Mass, Leonard Bernstein

Leonard Bernstein komponierte Mass (Messe) auf Wunsch von Jacqueline Kennedy und zu Ehren ihres verstorbenen Mannes. Das Stück ist einerseits katholischer Kanon und andererseits modernes Musical, ein Genre, in dem sich der Komponist zu Hause fühlte. Mass wurde am 8. September 1971 im John F. Kennedy Center for the Performing Arts in Washington, D.C. uraufgeführt. Es erhielt viele schlechte Kritiken, obwohl das Publikum sowohl seinen innovativen Ansatz als auch den dramatischen Spannungsbogen schätzte. Schließlich sieht man selten ein Stück von geistlicher Musik mit mehreren Bühnenbildern, Tänzern und einer Vielzahl von Sprachen und Konflikten. In dieser Saison wird Bernsteins Mass in den Caracalla-Thermen in Rom herzlich begrüßt.

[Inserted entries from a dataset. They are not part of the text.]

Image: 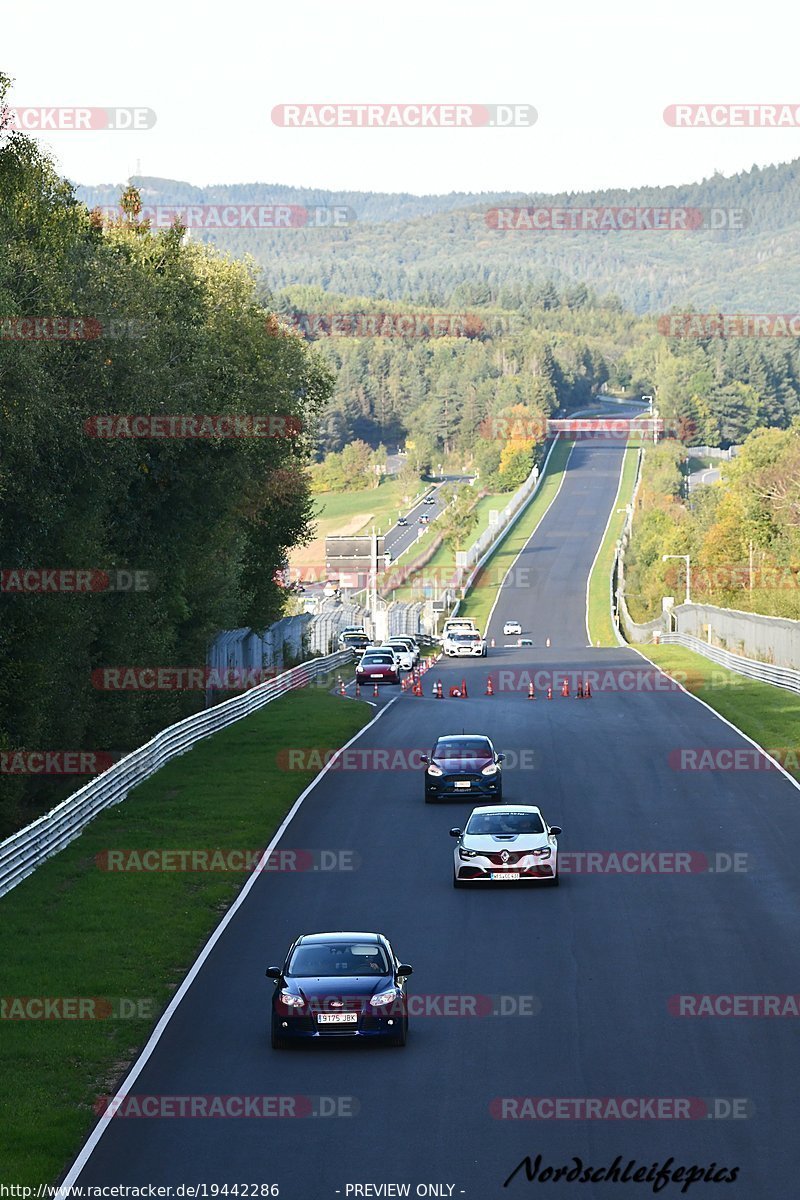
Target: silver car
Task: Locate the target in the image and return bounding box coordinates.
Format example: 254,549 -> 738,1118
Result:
450,804 -> 561,888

Auf der Bühne des antiken Theaters kann Mass ihr dramatisches Potenzial zur Gänze entfalten. Der historische Schauplatz harmoniert mit den alten Ursprüngen des Werks und steht gleichzeitig im Kontrast zu seiner modernen Sensibilität. Während viele der Passagen der traditionellen Form und der lateinischen Schrift folgen, gibt es daneben auch englische und hebräische Teile, die von Stephen Schwartz, Paul Simon und Bernstein selbst geschrieben wurden. Drei unterschiedliche Chöre, eine Truppe von Balletttänzern sowie die moderne Inszenierung und Kostümierung kennzeichnen die definitive Abkehr von Mass von der Tradition. Die Neuerung könnte mit einem Sakrileg verwechselt werden, was teilweise die schlechten Kritiken erklärt. Wenn Sie jedoch Dogmen und Vorurteile außen vor lassen, wird Ihnen Mass eine wahrhaft transzendentale Erfahrung eröffnen.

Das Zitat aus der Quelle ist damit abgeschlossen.